Happy Tuesday! It has been a while since I have been here in this space, and I am truly sorry about that. There has been many changes to life lately, all these calling for my time and attention.
However, I am here again and this time I am coming to you with a series on prayer, like I promised. And the first thing we are going to look at is struggling with prayer and choosing to pray.
If you are here only for the link-up, just scroll down. Have a blessed day!
Struggling with Prayer
If there is one thing I struggle with in my walk with the Lord, it is prayer. I have my routines for Bible reading (always with my breakfast). I love going to church so that one is easy. But prayer? That one I struggle with, and I have struggled for many years now.
The other morning, I was thinking about prayer. How I know I need to pray more, and the shame that lingers over the days I don’t pray as much as I think I should. But honestly, the struggle to get to the point of praying tends to be quite a big one for me. It is so much easier to just close my Bible and move on with my day. Or to take my phone and browse something for a few minutes. Even when I feel the Lord prompting my heart to pray.
So I knew God was speaking to me when I read these words in my devotions the other morning. There, Oswald Chambers writes,
“Prayer is an effort of will. After we have entered our secret place and have shut the door, the most difficult thing to do is to pray; we cannot get our minds into working order, and the first thing that conflicts is wandering thoughts. The great battle in private prayer is the overcoming of mental wool-gathering. We have to discipline our minds and concentrate on wilful prayer.”
This, I recognize, is my battle: mental wool-gathering. There are a thousand things on my mind, and I know I need to pray. But my thoughts wander and the space for praying seems to disappear quickly. Then shame takes over, those relentless whispers that turn my mind into a battleground. I give up before I even began.
Choose to Pray
Lately I am realizing the struggles of being a human. I am a saint; but not an extraordinary one. I am a saint; but I am also a human. So I struggle because that is what we humans do. My selfish nature and sinful flesh do not help here. But in the end, this just reminds me that I am human and only God is God.
But like with all other battles, this can be turned into a lesson of discipline. As saints, we are disciples of Jesus (and, of course, His friends as well). Discipline isn’t easy; but it is possible. We need to discipline our minds to take all the thoughts captive. To establish a habit of prayer, and then concentrating on that with all the strength that we have.
Some days, I confess, that is not a lot of strength. But those days even the short moments, the short prayers will do. It is better than doing nothing, after all.

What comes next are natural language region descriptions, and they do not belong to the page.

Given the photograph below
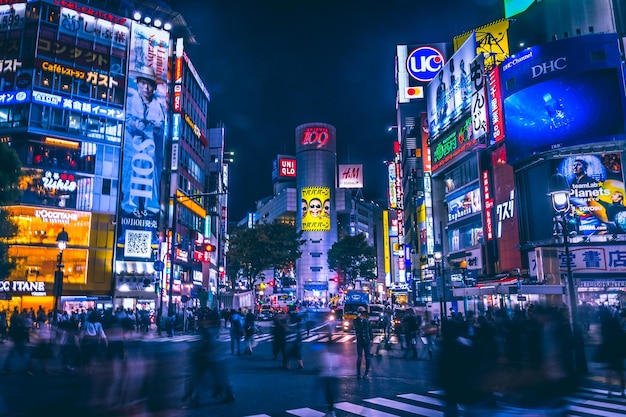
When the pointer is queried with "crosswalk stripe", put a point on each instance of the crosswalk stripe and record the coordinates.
(584, 402)
(397, 405)
(593, 411)
(596, 403)
(362, 411)
(422, 399)
(306, 412)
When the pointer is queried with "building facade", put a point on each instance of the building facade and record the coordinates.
(94, 100)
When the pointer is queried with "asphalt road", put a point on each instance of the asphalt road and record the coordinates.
(157, 368)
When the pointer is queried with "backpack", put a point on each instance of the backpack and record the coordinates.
(90, 329)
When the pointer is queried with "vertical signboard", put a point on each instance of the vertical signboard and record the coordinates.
(316, 206)
(144, 137)
(479, 99)
(450, 93)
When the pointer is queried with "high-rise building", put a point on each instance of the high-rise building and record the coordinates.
(102, 104)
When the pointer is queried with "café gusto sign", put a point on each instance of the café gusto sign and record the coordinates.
(36, 289)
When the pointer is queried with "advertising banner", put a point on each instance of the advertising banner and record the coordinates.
(91, 24)
(464, 205)
(597, 192)
(450, 92)
(144, 137)
(316, 206)
(417, 65)
(315, 136)
(562, 94)
(444, 149)
(594, 259)
(350, 176)
(284, 168)
(479, 98)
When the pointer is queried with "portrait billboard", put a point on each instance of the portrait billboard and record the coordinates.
(316, 206)
(597, 191)
(351, 176)
(464, 205)
(562, 94)
(144, 138)
(449, 94)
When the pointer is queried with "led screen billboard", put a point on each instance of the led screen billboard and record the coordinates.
(596, 197)
(316, 206)
(144, 139)
(562, 94)
(597, 191)
(450, 92)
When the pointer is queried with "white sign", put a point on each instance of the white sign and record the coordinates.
(350, 176)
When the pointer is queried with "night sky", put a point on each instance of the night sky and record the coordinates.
(273, 65)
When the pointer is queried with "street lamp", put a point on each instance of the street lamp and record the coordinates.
(559, 191)
(57, 288)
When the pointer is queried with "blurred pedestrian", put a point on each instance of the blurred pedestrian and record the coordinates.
(279, 341)
(364, 336)
(295, 352)
(205, 358)
(18, 334)
(93, 341)
(410, 327)
(249, 326)
(236, 331)
(331, 360)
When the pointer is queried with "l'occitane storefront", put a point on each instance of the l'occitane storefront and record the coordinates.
(35, 252)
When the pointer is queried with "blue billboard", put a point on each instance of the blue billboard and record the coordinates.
(562, 94)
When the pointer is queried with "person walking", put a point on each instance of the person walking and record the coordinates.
(93, 341)
(248, 331)
(364, 336)
(279, 330)
(236, 331)
(205, 358)
(410, 327)
(295, 352)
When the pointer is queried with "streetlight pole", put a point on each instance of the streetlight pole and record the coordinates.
(62, 239)
(559, 191)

So in the end, it is a matter of actually choosing to pray. To take the time, whether one minute, five minutes or even twenty minutes — and committing that time to prayer. On the days when my thoughts wander and time slips through my hands, I extend grace to myself. And I ask for the Lord’s forgiveness. On the days when I actually can focus longer, I raise my prayers to heaven with thanksgiving. It is His grace, after all.